Question: "Are baptism and communion means of grace?"

Answer: Quite simply, baptism and communion are separate from grace and are not a means to it. The rituals of the church do not confer grace, and they cannot merit salvation. It would be more proper to say the ordinances are the signs of grace, not the means of grace.

Water baptism is not a means of grace; it is the outward expression of an inner change. It is an act of obedience after salvation has occurred. The examples of water baptism in Scripture all show that baptism happened after the person was born again (e.g., Acts 8:26–39). Being immersed in water (or being sprinkled with water) cannot change a person’s heart; that is the Spirit’s work. “The Spirit gives life” (2 Corinthians 3:6).

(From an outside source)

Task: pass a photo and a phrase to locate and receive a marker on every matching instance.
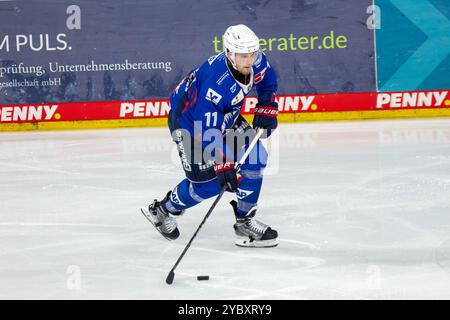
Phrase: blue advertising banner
(413, 44)
(113, 50)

Crucial to our salvation is faith in the heart, not water on the skin.

Communion or the Lord’s Supper is not a means of grace; it is a memorial of Christ’s once-for-all sacrifice and a picture of our fellowship with Him. At the Last Supper, when our Lord shared the Passover with the disciples, He said, “This is my body given for you; do this in remembrance of me” (Luke 22:19). Jesus was telling them (and us) not to forget His sacrifice on the cross. It was Christ’s death that provided the remission of mankind’s sin. There is never a word in Scripture about forgiveness or saving grace being applied through taking communion.

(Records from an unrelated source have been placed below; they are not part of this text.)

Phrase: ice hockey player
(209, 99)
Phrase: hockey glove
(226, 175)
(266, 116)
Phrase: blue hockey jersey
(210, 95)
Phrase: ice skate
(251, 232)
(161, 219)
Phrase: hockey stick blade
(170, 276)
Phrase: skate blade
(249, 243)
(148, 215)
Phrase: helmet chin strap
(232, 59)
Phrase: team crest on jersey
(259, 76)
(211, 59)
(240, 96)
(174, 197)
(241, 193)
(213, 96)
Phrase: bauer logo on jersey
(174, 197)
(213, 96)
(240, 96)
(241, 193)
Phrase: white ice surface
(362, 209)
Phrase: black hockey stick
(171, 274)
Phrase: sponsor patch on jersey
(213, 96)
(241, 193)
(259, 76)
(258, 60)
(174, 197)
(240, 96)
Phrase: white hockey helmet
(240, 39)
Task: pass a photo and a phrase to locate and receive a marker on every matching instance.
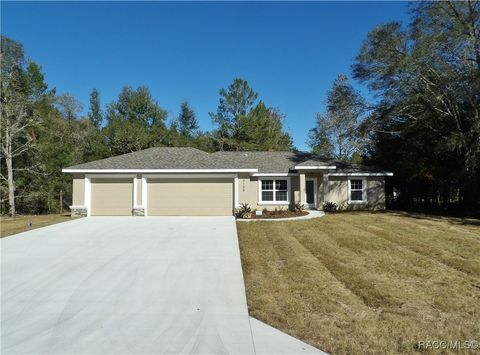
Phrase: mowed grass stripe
(351, 290)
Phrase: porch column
(302, 188)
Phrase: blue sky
(289, 52)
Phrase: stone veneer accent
(78, 211)
(138, 211)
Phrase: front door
(310, 192)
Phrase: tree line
(423, 123)
(43, 131)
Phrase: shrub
(244, 211)
(297, 207)
(330, 207)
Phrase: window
(356, 190)
(275, 191)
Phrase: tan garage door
(112, 197)
(190, 197)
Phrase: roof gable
(187, 158)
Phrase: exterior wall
(248, 192)
(139, 190)
(78, 190)
(337, 191)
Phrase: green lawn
(365, 282)
(9, 226)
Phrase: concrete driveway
(126, 285)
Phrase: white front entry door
(311, 192)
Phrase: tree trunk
(9, 163)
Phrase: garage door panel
(111, 197)
(195, 197)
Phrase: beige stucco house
(188, 181)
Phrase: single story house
(187, 181)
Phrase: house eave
(153, 171)
(361, 174)
(315, 167)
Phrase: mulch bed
(279, 214)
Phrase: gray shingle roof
(191, 158)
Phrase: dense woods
(424, 123)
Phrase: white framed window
(357, 190)
(274, 191)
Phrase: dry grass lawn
(365, 282)
(9, 226)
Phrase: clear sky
(289, 52)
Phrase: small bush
(297, 207)
(330, 207)
(244, 211)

Paul also bears out the fact that communion is a memorial and not a means of grace: “Whenever you eat this bread and drink this cup, you proclaim the Lord’s death until he comes” (1 Corinthians 11:26). Eating the bread and drinking the cup are acts of obedience to the Lord, but they not a means of grace.

Grace, by definition, is free. It cannot be earned (Romans 6:23). The danger in saying that God’s grace comes to us through a “means” or a “channel” of human activity is that it subtly mixes works with grace, something Paul warned against in Romans 11:6. The teaching that grace comes through baptism or communion is a sacramental view of the ordinances, and it undermines the meaning of grace. Grace is a free gift bestowed on the underserving. Sacramentalism says, “Unless you do these things, you don’t get the grace.” And that’s tantamount to saying you must earn salvation.

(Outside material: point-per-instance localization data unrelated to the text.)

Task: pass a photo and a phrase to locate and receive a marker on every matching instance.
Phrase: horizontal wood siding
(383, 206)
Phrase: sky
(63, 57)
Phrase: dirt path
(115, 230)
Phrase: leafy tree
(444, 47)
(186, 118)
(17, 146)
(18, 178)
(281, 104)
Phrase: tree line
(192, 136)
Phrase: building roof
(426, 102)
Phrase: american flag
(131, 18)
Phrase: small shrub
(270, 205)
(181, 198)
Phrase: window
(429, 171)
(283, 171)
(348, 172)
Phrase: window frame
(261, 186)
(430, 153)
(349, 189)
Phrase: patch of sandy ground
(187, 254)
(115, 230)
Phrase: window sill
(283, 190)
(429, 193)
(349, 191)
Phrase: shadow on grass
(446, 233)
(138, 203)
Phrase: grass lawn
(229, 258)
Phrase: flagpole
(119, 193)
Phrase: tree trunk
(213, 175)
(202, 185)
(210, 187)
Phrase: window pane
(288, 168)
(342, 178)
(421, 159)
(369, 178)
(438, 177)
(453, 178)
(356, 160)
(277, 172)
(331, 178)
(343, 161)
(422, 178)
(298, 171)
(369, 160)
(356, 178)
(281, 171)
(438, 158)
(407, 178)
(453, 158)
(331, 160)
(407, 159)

The Roman Catholic Church claims to teach salvation by grace; however, Catholicism tempers that doctrine by also teaching that God’s grace is channeled through the sacraments. In other words, baptism and the Eucharist are two of the means of grace—through those rituals God gives the grace to eventually save a person. Receiving the sacraments will merit God’s grace; no sacraments, no grace.

To teach that we are saved by grace is biblical. But to then qualify that teaching by requiring a ceremonial “means of grace” is double-talk. The biblical definition of grace specifically excludes human effort: “If by grace, then it cannot be based on works; if it were, grace would no longer be grace” (Romans 11:6). If grace only comes via religious deeds we perform, then it cannot truly be called “grace.” Any time we add human effort to Christ’s work on the cross, we imply that Jesus’ death was somehow, in some degree, insufficient to save.

Thus, grace and works are mutually exclusive. Baptism is a work. Receiving communion is a work. We are not saved by works (Ephesians 2:8). Those who have been saved by grace will obey the Lord—saved people will be baptized, and saved people will take communion. In this way, the ordinances are “signs of grace”—evidences of a new life. They are not means of grace.

Religion always seeks a work to do. But Jesus is our rest (Matthew 11:28; Hebrews 4:10). His finished work on the cross and the regeneration of the Holy Spirit in the heart are what saves. Some men came to Jesus once and asked, “What must we do to do the works God requires?” (John 6:28). Jesus did not tell them to be baptized or to take communion. Rather, Jesus pointed to faith as the only “means of grace”: “The work of God is this: to believe in the one he has sent” (John 6:29).